The OSIRIS-REx spacecraft is NASA’s first asteroid sample return mission, and it carries a generous amount of material collected from the near-Earth asteroid Bennu.
It’s the culmination of years of hard work by the mission’s team, which was fueled by a common sense of purpose and unity, said Dante Lauretta, the mission’s principal investigator at the University of Arizona. Although the team is thrilled to examine the asteroid sample once it returns to Earth, they’re bittersweet to be leaving Bennu after spending so much time studying the asteroid up close.
“I’m more emotional than I expected to be,” Lauretta said. “It’s an amazing sense of pride and accomplishment.”
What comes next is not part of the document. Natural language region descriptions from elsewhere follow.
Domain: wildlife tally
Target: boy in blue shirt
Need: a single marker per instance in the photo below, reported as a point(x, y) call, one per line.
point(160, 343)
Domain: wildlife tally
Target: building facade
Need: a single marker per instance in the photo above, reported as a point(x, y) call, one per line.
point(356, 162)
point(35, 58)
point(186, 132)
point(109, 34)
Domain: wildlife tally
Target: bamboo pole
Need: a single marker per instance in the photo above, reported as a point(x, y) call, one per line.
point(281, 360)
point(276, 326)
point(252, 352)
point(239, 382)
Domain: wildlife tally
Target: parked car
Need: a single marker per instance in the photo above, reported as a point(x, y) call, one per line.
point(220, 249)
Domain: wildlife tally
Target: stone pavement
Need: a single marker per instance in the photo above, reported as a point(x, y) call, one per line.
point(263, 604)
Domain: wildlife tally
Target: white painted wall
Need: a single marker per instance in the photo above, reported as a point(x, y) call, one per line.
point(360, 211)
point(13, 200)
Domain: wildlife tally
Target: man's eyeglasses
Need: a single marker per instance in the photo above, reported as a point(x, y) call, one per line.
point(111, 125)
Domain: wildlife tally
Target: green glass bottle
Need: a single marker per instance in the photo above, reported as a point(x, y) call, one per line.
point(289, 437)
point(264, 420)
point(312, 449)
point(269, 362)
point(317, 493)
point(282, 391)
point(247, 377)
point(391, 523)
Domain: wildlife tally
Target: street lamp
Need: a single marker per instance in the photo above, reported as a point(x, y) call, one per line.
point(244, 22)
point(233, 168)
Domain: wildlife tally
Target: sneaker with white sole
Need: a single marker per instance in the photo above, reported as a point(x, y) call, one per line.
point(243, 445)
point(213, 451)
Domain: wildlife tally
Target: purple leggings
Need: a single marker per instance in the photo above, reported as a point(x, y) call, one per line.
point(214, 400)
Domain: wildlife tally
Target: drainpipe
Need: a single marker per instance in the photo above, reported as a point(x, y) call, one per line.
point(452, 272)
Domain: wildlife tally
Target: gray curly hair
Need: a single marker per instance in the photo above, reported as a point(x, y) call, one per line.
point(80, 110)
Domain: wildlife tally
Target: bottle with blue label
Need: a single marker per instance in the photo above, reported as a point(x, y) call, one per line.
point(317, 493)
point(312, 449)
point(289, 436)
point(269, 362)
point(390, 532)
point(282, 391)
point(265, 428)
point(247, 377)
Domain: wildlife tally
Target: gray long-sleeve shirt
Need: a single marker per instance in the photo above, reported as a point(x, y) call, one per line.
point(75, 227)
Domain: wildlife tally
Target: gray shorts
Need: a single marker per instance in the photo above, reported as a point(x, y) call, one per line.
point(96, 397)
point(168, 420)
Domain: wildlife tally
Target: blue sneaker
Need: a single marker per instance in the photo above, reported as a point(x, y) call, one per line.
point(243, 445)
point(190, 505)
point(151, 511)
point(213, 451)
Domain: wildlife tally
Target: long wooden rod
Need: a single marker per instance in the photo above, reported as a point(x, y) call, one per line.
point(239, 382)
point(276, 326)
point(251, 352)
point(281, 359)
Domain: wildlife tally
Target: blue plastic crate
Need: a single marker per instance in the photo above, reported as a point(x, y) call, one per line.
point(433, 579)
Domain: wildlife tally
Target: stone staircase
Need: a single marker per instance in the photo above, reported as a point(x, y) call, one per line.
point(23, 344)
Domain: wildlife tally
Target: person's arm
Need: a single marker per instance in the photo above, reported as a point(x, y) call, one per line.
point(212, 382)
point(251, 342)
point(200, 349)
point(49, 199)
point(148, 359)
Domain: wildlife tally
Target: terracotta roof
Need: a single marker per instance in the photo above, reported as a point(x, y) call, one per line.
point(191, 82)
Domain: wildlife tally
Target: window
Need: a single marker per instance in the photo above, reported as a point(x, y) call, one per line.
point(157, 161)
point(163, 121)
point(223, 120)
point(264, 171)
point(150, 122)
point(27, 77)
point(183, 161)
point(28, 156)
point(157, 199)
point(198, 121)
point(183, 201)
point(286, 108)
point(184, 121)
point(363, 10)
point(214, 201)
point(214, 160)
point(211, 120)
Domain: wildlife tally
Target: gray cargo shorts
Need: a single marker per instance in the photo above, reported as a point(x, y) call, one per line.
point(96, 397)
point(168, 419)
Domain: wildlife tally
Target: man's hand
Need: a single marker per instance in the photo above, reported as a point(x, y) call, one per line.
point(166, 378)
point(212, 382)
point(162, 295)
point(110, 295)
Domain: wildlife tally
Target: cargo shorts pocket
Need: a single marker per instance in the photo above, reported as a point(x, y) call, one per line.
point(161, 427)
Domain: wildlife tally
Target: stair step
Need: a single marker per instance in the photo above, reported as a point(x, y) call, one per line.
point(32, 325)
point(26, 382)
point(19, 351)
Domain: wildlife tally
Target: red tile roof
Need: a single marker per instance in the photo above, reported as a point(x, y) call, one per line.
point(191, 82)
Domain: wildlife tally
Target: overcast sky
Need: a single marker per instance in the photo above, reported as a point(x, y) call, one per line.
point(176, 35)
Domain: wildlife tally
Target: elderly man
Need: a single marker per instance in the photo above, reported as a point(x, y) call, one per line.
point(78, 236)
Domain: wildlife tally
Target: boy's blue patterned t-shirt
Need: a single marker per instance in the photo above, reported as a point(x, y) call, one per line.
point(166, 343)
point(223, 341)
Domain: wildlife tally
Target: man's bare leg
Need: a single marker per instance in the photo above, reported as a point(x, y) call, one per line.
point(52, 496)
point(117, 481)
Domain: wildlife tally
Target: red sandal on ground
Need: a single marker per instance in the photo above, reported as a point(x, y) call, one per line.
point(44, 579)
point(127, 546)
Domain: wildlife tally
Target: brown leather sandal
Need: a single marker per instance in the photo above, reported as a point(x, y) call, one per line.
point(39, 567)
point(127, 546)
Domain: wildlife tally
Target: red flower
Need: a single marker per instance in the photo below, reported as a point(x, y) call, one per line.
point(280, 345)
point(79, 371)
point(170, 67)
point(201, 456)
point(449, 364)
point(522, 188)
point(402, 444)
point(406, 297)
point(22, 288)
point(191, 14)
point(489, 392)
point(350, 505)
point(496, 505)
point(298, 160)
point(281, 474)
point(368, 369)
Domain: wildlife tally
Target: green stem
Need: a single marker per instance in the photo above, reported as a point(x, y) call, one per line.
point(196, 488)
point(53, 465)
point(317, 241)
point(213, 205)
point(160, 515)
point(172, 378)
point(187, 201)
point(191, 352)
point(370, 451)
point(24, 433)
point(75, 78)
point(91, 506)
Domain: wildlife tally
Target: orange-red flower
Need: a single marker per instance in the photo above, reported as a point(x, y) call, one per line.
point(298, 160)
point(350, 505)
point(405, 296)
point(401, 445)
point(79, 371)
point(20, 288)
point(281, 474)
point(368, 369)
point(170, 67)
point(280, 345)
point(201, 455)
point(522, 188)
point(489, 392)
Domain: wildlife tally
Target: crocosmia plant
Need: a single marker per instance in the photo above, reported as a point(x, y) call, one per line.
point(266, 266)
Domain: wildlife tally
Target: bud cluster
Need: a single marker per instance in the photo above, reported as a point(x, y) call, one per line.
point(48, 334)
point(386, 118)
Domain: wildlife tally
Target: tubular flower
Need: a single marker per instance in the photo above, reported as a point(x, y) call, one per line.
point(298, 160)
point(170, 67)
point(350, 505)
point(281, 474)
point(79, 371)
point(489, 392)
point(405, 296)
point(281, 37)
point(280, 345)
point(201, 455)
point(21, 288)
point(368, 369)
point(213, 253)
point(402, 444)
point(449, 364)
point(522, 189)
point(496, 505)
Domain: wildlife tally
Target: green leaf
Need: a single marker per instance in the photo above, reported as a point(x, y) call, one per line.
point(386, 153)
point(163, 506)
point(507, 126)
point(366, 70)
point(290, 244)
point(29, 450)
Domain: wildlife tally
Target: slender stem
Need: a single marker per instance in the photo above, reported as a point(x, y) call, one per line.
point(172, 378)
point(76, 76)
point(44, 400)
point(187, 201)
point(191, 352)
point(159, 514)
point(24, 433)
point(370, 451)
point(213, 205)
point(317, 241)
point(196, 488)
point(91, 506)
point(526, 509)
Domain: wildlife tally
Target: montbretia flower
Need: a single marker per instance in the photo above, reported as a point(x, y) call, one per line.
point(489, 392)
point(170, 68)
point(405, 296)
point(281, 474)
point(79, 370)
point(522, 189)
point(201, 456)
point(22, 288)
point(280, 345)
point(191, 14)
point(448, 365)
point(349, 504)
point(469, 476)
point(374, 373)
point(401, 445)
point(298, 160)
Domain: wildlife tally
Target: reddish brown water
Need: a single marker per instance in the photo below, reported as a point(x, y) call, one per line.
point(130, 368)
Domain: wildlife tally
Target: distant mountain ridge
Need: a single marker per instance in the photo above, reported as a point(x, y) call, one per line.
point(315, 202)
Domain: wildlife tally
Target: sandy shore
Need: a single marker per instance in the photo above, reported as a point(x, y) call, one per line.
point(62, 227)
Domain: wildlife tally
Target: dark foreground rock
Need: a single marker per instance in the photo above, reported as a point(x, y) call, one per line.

At 4:16 p.m. ET, the OSIRIS-REx control room at Lockheed Martin, in Littleton, Colorado, received a signal from the spacecraft that it had fired thrusters to remove itself from an established orbit around Bennu.
This thruster burn lasted for seven minutes. This departure sequence was a big step for the spacecraft. The thrusters had to shift the spacecraft’s velocity by 595 miles per hour (958 kilometers per hour) to put OSIRIS-Rex on a course to catch up with Earth. The spacecraft is now moving away from Bennu at over 600 mph.
The spacecraft will swing by Earth on September 24, 2023 and drop the sample, containing 2.1 ounces of material from the surface of Bennu, at the Utah Test and Training Range. If the spacecraft is still in good health, it will then start on a new expedition to study other asteroids.
“It’s both exciting and bittersweet,” said Sandy Freund, mission operations program manager of the Lockheed Martin Mission Support Area. “I can’t wait to see what we learn from the sample when it returns to Earth. Yet, at the same time, we’ve now said goodbye to this asteroid that we’ve gotten to know so well over the past couple of years.”
Currently 291 million miles away from Earth, OSIRIS-REx needs to catch up with our planet — and that takes time. Over the next nearly two-and-a-half years, the spacecraft will circle the sun twice and travel 1.4 billion miles so that it can rendezvous with Earth and return the sample.
Since launching from Cape Canaveral in September 2016, the mission — which stands for Origins, Spectral Interpretation, Resource Identification, Security, Regolith Explorer — has achieved a number of historic milestones.
It was the first NASA mission sent to a near-Earth asteroid and performed the closest orbit of a planetary body by a spacecraft. Bennu became the smallest object ever orbited by a spacecraft.
Once OSIRIS-REx arrived for its first close look at Bennu in December 2018, the spacecraft surveyed the asteroid in its entirety to determine the best location to collect a sample.
The unprecedented close views of Bennu afforded the mission team insights about the asteroid, which included the discovery of water ice locked within Bennu’s rocks and carbon in a form that is largely associated with biology.
The OSIRIS-REx team was able to meet and overcome these challenges. Now the spacecraft is slated to return the largest sample collected by a NASA mission since lunar rocks were brought back by Apollo astronauts.
The samples will reveal information about the formation and history of our solar system as well as the role of asteroids in helping develop habitable planets like Earth. Scientists believe that asteroids like Bennu crashed into Earth early during its formation, delivering elements like water.
It’s also crucial to understand more about the population of near-Earth asteroids like Bennu that may be on an eventual collision course with Earth. A better grasp of their composition and orbits is key in predicting which asteroids may have the closest approaches to Earth and when, as well as developing methods of deflecting these asteroids.
The Double Asteroid Redirection Test is the agency’s first flight demonstration for planetary defense. The mission’s goal is to shift an asteroid’s orbit by using a spacecraft to impact the double asteroid Didymos in an attempt to change the speed of its orbit.
After the Bennu sample lands on Earth, it will be brought to a new lab currently in development at NASA’s Johnson Space Center in Houston. The sample will be divided up and sent to laboratories around the globe — and 75% of it will remain pristine in storage so future generations with better technology can learn even more than what is currently possible.